O curso precedeu o anúncio do Governador Ratinho Júnior, que defende as CT’s como uma forma de fazer o que o Estado não pode, alegação rebatida na nota do Conselho Regional de Psicologia: “Denunciamos que não é correto ofertar esses serviços como se não houvesse alternativa adequada, utilizando o sofrimento como combustível para fins de acúmulo financeiro, religiosos e eleitorais”.
A entidade ainda destaca que destinar verba pública de saúde para organizações privadas é desprezar a RAPS (Rede de Atenção Psicossocial), órgão público que oferece a estratégia com melhor reconhecimento científico e resultados. A RAPS vem sendo precarizada a nível federal desde seu estabelecimento em 2011.
A alocação de verbas coordenada pelo Governo do Estado em conjunto à ALEP escancara o programa reacionário de internação manicomial movida hoje no Paraná.
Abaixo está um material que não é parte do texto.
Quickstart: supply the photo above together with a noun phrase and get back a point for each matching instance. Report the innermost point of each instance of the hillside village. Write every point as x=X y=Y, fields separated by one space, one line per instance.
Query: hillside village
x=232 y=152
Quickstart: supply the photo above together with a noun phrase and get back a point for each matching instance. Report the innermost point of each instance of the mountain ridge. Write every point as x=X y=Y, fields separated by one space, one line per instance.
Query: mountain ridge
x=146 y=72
O Governo encara usuários de drogas como indivíduos a serem encarcerados e convertidos sem qualquer direito à dignidade.
No mesmo pronunciamento em que anunciou a verba para as CT’s, Ratinho Júnior também destacou que “nós temos feito, por meio das forças de segurança, um trabalho de repressão muito forte contra as drogas”. Como já exposto pelo AND, a Polícia do Paraná matou mais de três mil pessoas em três anos e a violência cresceu 40% nos governos de Ratinho Júnior. É desnecessário dizer contra quem é a verdadeira repressão do Governo do Paraná.